Rapid and Participatory Publishing

Here are the slides from another presentation I gave at ASAE’s Great Ideas conference: Rapid and Participatory Publishing. In this presentation I discuss two cases of traditional book publishers who have leveraged the Web to enhance and extend their publishing efforts. These models are a great fit for most associations that have existing publishing operations. The short-form ebook model could also be a good option for an organization looking to get into book publishing.

I have an article discussing this material forthcoming in ASAE’s Journal of Association Leadership. The new issue with my article should be out this month.

Why Innovation Matters

So why does innovation matter? What we did last year worked well enough. Why change?

The answer is that the world is constantly changing around you. Look back five years and consider any element of business, politics, society, even your own personal relationships. I challenge anyone to point to one that has not changed at least moderately.

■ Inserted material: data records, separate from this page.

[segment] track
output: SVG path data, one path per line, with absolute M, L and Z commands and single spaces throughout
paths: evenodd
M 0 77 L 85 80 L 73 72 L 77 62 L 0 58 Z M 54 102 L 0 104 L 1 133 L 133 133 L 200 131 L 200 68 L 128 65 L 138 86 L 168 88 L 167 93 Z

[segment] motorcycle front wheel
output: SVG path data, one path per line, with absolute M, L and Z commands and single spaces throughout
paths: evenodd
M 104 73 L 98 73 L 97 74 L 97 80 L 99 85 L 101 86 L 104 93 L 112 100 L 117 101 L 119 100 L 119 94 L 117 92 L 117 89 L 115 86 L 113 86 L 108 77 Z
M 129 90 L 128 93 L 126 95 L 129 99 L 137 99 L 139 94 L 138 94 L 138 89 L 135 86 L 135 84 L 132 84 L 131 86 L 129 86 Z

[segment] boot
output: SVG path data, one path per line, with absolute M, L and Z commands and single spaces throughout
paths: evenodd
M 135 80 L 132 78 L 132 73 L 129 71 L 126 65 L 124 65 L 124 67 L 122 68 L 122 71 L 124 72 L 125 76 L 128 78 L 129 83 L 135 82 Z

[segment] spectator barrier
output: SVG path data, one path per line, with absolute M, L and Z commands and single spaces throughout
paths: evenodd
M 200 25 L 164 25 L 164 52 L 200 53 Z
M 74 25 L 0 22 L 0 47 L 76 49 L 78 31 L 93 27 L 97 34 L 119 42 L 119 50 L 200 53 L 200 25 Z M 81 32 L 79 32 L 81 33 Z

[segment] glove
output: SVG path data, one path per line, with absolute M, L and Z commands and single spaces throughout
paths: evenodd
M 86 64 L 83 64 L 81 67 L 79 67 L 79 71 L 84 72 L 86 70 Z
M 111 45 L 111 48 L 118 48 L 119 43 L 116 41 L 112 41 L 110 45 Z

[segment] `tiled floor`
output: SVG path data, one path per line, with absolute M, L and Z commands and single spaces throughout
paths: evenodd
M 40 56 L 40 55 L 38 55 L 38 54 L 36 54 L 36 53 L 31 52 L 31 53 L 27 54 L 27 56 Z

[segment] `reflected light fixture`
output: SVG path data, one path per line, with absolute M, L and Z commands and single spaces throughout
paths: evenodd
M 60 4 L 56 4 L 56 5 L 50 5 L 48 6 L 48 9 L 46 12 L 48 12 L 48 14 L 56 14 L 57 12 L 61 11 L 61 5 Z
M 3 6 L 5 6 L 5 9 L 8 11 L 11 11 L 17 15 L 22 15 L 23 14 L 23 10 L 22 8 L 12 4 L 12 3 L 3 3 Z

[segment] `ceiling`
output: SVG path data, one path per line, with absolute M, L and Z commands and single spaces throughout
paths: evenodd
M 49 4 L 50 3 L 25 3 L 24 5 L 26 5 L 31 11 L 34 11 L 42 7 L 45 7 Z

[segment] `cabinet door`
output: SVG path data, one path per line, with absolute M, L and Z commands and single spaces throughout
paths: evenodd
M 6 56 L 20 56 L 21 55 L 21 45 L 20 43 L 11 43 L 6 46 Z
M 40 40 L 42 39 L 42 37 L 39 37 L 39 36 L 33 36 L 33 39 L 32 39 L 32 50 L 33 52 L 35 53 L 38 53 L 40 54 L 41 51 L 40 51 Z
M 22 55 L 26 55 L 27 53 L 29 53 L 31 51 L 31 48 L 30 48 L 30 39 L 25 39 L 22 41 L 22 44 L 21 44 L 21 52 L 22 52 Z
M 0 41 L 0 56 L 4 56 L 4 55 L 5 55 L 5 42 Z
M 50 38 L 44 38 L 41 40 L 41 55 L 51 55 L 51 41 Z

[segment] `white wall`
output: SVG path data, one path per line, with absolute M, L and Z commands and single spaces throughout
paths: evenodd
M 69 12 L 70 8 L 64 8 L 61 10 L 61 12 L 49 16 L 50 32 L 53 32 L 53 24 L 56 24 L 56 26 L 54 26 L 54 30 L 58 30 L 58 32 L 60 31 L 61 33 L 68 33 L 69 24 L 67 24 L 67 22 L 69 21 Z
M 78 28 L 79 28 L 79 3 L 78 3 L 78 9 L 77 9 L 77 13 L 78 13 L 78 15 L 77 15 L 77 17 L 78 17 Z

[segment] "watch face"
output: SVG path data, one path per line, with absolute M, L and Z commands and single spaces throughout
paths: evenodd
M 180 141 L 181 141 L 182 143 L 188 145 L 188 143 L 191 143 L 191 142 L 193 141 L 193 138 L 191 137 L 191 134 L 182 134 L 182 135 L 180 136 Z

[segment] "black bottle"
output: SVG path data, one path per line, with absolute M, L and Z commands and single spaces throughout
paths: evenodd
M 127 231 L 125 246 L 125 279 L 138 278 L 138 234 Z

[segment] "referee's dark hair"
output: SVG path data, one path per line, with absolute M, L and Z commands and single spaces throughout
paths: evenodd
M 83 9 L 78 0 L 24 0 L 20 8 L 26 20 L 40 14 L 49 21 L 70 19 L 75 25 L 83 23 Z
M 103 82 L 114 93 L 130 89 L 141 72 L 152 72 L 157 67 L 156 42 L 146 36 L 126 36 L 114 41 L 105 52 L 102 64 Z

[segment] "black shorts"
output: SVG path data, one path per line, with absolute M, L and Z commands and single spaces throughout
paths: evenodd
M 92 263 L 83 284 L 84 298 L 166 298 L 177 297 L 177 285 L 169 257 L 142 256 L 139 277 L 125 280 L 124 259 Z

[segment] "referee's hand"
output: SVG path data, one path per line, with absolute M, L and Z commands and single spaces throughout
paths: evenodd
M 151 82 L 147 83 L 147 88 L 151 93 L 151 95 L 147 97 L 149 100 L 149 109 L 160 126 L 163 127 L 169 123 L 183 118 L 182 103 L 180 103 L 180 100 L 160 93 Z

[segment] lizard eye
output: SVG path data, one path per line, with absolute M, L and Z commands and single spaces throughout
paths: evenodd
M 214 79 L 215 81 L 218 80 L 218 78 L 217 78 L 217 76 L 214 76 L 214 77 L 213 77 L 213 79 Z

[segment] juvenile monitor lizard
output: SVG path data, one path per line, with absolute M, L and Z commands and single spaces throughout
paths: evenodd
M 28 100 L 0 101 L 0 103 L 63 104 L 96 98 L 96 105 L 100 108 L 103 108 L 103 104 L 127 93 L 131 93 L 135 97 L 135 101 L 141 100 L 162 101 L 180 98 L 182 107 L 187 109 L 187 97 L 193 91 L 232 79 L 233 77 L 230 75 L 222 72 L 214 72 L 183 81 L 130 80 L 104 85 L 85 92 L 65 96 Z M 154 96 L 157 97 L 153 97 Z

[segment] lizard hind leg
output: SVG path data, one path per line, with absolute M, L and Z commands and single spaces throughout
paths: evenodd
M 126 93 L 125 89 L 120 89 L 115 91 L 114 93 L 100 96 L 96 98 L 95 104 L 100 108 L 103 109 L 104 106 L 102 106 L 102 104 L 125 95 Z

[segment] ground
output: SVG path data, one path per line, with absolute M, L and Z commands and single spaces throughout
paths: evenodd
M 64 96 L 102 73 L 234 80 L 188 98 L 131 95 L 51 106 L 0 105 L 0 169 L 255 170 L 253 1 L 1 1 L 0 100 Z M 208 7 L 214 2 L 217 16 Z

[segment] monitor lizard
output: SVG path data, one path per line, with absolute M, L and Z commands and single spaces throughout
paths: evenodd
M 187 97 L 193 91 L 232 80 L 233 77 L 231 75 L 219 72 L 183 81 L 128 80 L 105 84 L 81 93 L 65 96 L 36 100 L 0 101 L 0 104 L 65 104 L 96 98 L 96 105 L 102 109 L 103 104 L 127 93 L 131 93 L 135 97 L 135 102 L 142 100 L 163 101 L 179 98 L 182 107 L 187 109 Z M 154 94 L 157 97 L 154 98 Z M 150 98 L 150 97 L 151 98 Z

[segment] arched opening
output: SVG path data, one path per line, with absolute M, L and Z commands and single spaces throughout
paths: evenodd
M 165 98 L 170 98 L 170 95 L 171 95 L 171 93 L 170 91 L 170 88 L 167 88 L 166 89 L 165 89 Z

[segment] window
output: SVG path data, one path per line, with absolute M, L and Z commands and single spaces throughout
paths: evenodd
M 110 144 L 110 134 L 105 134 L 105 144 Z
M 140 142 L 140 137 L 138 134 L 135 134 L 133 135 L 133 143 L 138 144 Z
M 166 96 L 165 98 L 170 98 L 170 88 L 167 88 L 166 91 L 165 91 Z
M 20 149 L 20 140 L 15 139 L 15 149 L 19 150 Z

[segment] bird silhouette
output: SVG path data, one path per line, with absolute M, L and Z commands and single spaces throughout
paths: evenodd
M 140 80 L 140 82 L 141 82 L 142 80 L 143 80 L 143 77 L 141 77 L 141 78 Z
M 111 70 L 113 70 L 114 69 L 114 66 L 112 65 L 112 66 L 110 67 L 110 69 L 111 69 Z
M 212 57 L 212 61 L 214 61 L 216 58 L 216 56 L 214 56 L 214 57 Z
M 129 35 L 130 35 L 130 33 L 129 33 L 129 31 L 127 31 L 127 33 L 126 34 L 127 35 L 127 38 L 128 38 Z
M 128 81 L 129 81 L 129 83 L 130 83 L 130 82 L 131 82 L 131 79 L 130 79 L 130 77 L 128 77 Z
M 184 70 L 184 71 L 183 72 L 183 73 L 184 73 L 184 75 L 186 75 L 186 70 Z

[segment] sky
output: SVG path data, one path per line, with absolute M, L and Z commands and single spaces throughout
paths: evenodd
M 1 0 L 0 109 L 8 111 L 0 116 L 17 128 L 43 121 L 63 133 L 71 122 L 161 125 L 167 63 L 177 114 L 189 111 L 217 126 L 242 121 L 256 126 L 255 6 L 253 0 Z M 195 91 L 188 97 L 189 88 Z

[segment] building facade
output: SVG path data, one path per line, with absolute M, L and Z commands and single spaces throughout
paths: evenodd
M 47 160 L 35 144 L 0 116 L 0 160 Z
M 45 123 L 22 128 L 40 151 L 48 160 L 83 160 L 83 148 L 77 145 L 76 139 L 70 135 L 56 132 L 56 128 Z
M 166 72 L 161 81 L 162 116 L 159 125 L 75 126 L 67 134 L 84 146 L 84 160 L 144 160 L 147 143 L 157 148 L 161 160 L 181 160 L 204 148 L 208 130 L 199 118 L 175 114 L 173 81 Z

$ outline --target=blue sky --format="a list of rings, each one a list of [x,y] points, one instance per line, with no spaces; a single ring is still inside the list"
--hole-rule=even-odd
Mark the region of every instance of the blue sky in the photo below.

Given that change is constant, doing what you have always done is not going to get you the same return. If you decide you want to actually raise the bar on what you are achieving, then innovation becomes even more important.

That is why innovation matters. It is required for the ongoing survival of your organization. It is paramount if you wish to improve on your current position today.

Lack of Paper Leads to Slides?

I am preparing for two sessions I am presenting at ASAE’s Great Ideas conference in Orlando. One is about new models for book publishing that leverage the Web and the other is on taking risks with technology.

ASAE has gone paperless for their conferences in the last few years, to save money and a few trees. All the handouts are available for download via their web site. I just noticed how this is impacting how I design my sessions, however.

I like to present visual models for some of my ideas and walk participants through using them in their own work. This keeps everything very practical and helps to translate the material I am sharing into tangible results for the people in the session. If I could distribute a workbook or set of handouts, I could do without slides completely. But I can’t count on anyone actually having the handout in front of them. So, I have to do slides.

It’s a bit counter-intuitive but I think that banning all paper handouts can actually counter another change ASAE has been encouraging, which are more interactive sessions that rely less on slide decks. What do you think?

Deep Thoughts from Peter on Associations and Participation

I was at ASAE’s Annual meeting earlier this week in Chicago and did not blog a single thing about it. Lots of others did, though. (An aside: seems like a blog tipping point was reached at this meeting. Very active and diverse blogging going on all over the place.)

Peter Turner has posted an interesting idea based on the Decision to Join report and Jeff De Cagna’s Ungovernance session:

The longer your association waits to implement governance and product development changes that are more “open and inclusive” to the rank and file member, the more likely you can expect to generate lower retention rates or product sales.

Closed ended models of governance and product development in an era of open innovation and product co-creation is THE CANCER in association management today.

Rings true to me. I think that all the excitement about social media in the association space is a direct response to the subconscious feeling that the time tested models aren’t going to work for much longer.